In the book of Genesis, we confront a strange portrait of primordial chaos and darkness. The writers seem to imagine that whatever might have preceded the creation, it was formless and void. The Creator is surrounded by a mess, but sees possibility in the mess. The Creator is not discouraged, hopeless or powerless. The Creator begins to work, to make things happen. And, it begins with powerful speech. “Let there be light.”

Et Facta Est Lux…and light was made!”

Fast forward to the nineteenth century, when our ancestors were standing in the ashes of a war, surrounded by a mess. Something in them said, “Let there be light.” And they made light. They didn’t wait for light to appear.
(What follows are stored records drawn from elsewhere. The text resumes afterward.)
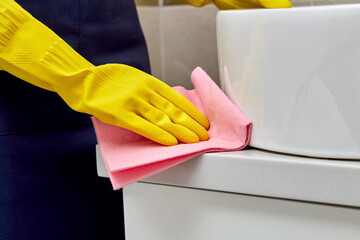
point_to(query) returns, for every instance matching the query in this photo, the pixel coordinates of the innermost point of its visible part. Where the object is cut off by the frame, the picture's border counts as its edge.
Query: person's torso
(101, 31)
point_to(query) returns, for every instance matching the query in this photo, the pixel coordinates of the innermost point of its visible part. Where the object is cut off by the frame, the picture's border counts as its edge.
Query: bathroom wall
(181, 37)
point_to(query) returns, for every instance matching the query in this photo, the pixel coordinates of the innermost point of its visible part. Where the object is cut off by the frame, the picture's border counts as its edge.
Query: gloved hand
(240, 4)
(116, 94)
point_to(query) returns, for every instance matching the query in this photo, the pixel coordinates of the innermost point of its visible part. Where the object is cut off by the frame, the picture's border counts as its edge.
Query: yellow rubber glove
(239, 4)
(116, 94)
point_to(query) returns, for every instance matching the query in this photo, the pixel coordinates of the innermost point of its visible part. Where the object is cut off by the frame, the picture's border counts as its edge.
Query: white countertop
(269, 174)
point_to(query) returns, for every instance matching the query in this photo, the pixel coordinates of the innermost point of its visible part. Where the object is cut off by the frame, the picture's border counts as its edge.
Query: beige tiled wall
(180, 38)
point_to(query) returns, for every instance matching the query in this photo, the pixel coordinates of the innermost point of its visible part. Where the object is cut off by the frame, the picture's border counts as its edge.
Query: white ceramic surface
(296, 74)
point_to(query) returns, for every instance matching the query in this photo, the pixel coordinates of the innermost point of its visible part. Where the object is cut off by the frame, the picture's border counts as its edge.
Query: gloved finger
(178, 116)
(162, 120)
(231, 4)
(182, 103)
(149, 130)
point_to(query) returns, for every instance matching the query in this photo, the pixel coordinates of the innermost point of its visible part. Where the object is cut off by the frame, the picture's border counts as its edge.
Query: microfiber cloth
(130, 157)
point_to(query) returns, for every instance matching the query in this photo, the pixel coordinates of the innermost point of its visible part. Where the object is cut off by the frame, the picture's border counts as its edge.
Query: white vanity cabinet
(250, 194)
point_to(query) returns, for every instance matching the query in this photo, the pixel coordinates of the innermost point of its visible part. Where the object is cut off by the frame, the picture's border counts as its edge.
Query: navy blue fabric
(49, 187)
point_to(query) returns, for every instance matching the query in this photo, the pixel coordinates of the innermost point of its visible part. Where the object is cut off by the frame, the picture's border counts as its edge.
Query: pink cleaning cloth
(130, 157)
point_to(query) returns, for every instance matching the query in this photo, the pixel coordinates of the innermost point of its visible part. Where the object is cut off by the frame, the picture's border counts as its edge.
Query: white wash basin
(296, 74)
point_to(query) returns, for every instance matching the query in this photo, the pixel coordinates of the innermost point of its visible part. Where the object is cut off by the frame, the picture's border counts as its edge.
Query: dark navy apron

They didn’t hope and pray that someone else would deliver the light. They made it! They made Morehouse.

And together, we will remake Morehouse. We will make renewed light – bright light. While facing that rising sun of our new day begun, let us march on ‘til victory is won.

W.E.B. Du Bois, The Seventh Son: The Thought and Writings of W. E. B. Du Bois, ed. Julius Lester (New York: Random House, 1971), 1:575.